En 1995, el cine Carretas cerró para siempre sus puertas, aunque hacía ya muchos años que había perdido su “función social”. Tomadas hoy por los pubs irlandeses, los calamares y las patatas bravas, fueron estas calles a espaldas de la Puerta de Sol las primeras en las que pudo respirarse cierta libertad.

Maricón rico, maricón pobre

Como recogía el informe antes citado, la homosexualidad en Madrid estaba arraigada en todas las clases sociales. Según se tuviera o no dinero, había, sin embargo, dos ciudades muy distintas, que se correspondían, a su vez, con dos tipos de homosexual muy diferentes. Dice un popular chiste, homosexual es el que tiene dinero, y maricón el que no.
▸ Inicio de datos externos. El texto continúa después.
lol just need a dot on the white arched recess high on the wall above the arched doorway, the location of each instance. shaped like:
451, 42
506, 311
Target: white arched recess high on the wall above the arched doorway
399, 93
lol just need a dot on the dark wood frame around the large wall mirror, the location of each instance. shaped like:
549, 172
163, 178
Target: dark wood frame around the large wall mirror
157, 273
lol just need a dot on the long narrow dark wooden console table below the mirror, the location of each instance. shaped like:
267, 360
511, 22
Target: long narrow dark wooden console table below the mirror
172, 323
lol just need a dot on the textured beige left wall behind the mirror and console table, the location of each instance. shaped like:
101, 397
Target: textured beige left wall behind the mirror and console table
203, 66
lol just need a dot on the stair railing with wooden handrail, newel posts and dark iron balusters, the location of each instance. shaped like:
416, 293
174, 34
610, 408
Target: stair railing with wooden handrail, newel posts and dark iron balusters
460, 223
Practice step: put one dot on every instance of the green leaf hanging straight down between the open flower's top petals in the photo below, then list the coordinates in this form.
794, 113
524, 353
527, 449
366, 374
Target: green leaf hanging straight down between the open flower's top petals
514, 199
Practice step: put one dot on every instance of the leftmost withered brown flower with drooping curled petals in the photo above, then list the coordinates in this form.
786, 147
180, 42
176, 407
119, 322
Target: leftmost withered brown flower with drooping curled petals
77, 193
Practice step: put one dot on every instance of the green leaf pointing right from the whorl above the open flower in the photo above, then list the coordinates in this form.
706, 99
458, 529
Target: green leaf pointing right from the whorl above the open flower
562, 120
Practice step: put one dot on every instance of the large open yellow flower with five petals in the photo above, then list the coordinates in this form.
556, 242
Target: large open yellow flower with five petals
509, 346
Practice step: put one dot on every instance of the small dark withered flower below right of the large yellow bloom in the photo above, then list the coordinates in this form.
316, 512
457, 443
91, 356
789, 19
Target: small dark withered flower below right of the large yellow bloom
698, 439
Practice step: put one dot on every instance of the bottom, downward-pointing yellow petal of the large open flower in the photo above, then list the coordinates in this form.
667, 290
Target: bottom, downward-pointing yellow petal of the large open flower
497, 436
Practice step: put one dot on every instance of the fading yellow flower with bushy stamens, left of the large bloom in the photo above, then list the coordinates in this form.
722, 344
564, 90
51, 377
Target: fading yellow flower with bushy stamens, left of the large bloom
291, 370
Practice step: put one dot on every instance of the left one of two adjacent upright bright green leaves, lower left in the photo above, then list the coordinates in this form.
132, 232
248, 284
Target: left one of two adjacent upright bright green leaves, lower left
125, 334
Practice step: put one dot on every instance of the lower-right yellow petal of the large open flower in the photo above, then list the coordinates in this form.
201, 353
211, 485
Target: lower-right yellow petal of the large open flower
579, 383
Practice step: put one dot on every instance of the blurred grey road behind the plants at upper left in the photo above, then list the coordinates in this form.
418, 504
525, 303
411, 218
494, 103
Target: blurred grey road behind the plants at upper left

De la misma manera, no era lo mismo ser gay en el barrio Salamanca que en Vallecas.

Los homosexuales con parné, para empezar, solían disponer de una segunda vivienda a la que llevar a sus amantes. Otras veces preferían viajar a Salou o Sitges o, directamente, exiliarse al extranjero, aunque había en Madrid algunos bares como el Oliver o el Vendôme donde el “pecado nefando”, el “extravío sexual” o el “vergonzoso vicio”, sinónimos que se dio a la homosexualidad en la dictadura, pasaban por dandismo al cruzar la puerta de estos exclusivos lugares.

Baños públicos y vagones de Metro

Los homosexuales más humildes, por el contrario, se veían arrastrados a las partes menos nobles de la ciudad. Aparte del cine Carretas y los aledaños de la calle Espoz y Mina, solían emprender sus conquistas en los baños públicos, siendo los favoritos de entonces los de Tirso de Molina, los de Sol, los de los Sótanos de la Gran Vía o los de la estación de Atocha.

También en el último vagón de la línea 2 de Metro, aunque en unos y otros sitios uno siempre se arriesgaba a ser sorprendido por los vigilantes. Muchas veces, estos actuaban como gancho.

En ocasiones, da la impresión de que si algunos homosexuales se arriesgaban a maquillarse y sacar las plumas en plena vigencia de la ley que los condenaba, tal vez fuese con la intención de adornar los desangelados lugares en los que tenían que juntarse.